Bro, I am old as shit.
I will be the first to admit that I am probably closer to death than I am to birth. I have been out of high school longer than I was in school (and I fucking graduated college bro!). Yeah I get it, though when I look in the mirror and see a vibrant youngster with the good looks of the guy who played Robocop and a taut scrotum; the reality is that my ball skin is mad loose and the kids all laugh at me when I yell at them about walking on my lawn.
Still, I like to feel young and beautiful, who the Fuck doesn’t? Well with the exception of those people that ugly themselves up a little extra in a feeble attempt to opt out of humanities vein obsession with beauty, and Tom, who is a fucking handsome son of a bitch.
Now, thanks to Adult Problems by Violent Bullshit I get to feel young, vibrant and like it is still cool if I break 40 ounce bottles in the street. Adult Problems is 13 minutes that kicks the shit out of you, leaves you bloodied and with a torn shirt, and a shit ton of bro hugs. I fucking love it. Fast, aggressive, furious, and in the cut; Violent Bullshit have captured the sound of a day gone by and manage to make it vital and current.
In a lot of ways it sounds like the love child of EYEHATEGOD, Nuclear Assault, the Circle Jerks. The riffs are catchy as shit, in the way that Scott Ian’s early SOD riffs were, the type of thing that immediately gives you goose bumps and a bit of chub.
I have spent more nights than I care to remember driving back from my parents with my 2 year old sleeping in the back seat while playing Adult Problems just quiet enough that she won’t wake up and just loud enough that I can still get all tits out to it. If you ever see me on Fort Hamilton Parkway and it looks like I am beating the shit out of the steering wheel while in the midst of an epileptic seizure worry not, because I am just listening to Violent Bullshit.
Tracks like Theme Song, Getaway, Insanity, Theater Sports, Pot Friend and Stupid make me want to break shit. I don’t care what, just random shit. I want to put my fist through something.

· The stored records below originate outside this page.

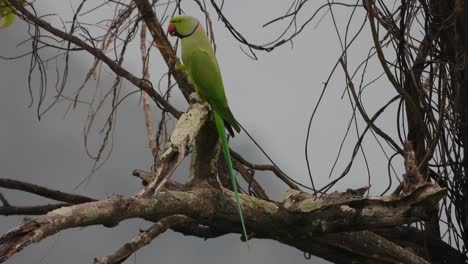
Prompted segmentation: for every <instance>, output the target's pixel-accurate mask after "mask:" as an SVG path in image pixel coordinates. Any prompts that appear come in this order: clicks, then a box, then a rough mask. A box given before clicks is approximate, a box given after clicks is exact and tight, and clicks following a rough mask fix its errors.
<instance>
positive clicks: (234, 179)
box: [213, 111, 249, 241]
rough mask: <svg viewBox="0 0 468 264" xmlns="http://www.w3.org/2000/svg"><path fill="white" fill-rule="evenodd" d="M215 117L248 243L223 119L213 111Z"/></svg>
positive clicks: (222, 147)
mask: <svg viewBox="0 0 468 264" xmlns="http://www.w3.org/2000/svg"><path fill="white" fill-rule="evenodd" d="M213 115H214V119H215V124H216V129H217V130H218V134H219V137H220V139H221V146H222V148H223V152H224V158H225V159H226V163H227V166H228V171H229V176H230V177H231V182H232V189H233V191H234V195H235V197H236V203H237V210H238V211H239V217H240V220H241V225H242V232H243V233H244V237H245V239H246V241H248V239H249V237H248V236H247V229H246V228H245V222H244V216H243V214H242V208H241V206H240V200H239V192H238V191H237V181H236V177H235V176H234V169H233V168H232V160H231V153H230V152H229V146H228V143H227V137H226V130H225V129H224V121H223V118H222V117H221V116H220V115H219V114H218V113H216V111H213Z"/></svg>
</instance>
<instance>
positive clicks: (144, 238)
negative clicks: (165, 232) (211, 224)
mask: <svg viewBox="0 0 468 264" xmlns="http://www.w3.org/2000/svg"><path fill="white" fill-rule="evenodd" d="M190 221H192V219H191V218H190V217H187V216H184V215H172V216H168V217H164V218H163V219H161V220H159V221H158V222H157V223H156V224H154V225H153V226H152V227H150V228H149V229H148V230H145V231H142V232H141V233H140V234H139V235H138V236H136V237H134V238H133V239H132V240H130V241H129V242H128V243H126V244H125V245H123V246H122V247H121V248H119V249H118V250H116V251H115V252H114V253H112V254H111V255H109V256H106V257H101V258H96V259H94V263H95V264H113V263H122V262H124V261H125V260H126V259H128V257H130V256H131V255H132V254H133V253H135V252H136V251H137V250H139V249H140V248H142V247H143V246H145V245H148V244H149V243H150V242H151V241H152V240H153V239H155V238H156V237H157V236H159V235H160V234H162V233H164V232H165V231H166V230H167V229H169V228H171V227H173V226H177V225H180V224H184V223H188V222H190Z"/></svg>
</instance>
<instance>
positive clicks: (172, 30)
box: [167, 23, 175, 36]
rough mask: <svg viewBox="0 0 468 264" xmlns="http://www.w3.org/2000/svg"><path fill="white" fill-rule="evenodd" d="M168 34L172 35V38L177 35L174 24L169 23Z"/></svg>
mask: <svg viewBox="0 0 468 264" xmlns="http://www.w3.org/2000/svg"><path fill="white" fill-rule="evenodd" d="M167 32H168V33H169V34H171V36H174V33H175V25H174V24H172V23H169V26H168V27H167Z"/></svg>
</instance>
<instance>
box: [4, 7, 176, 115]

Usually I get so worked up that I just walk my dogs and sort of skip down the block like a glam rock princess with a ball sack full of sass and caramels.
I like to close my eyes when I listen to 1982, Toshi Brains, We Don’t Like You, Read & Write, Seattle Fuck Off and My Band Just Doesn’t Understand Me and remember my trip to the Jersey Shore with Dr. Jim and Mikey D, right after high school, when I bought a Gorilla Biscuits shirt because I’ll be god damned if wearing that shirt to college on the very first day wasn’t the apex of my cool, and these songs being that feeling back in spades. SPADES BRO!
And Super Party, well Super Party might be the best song I have ever heard.
I love the shit out of these pricks.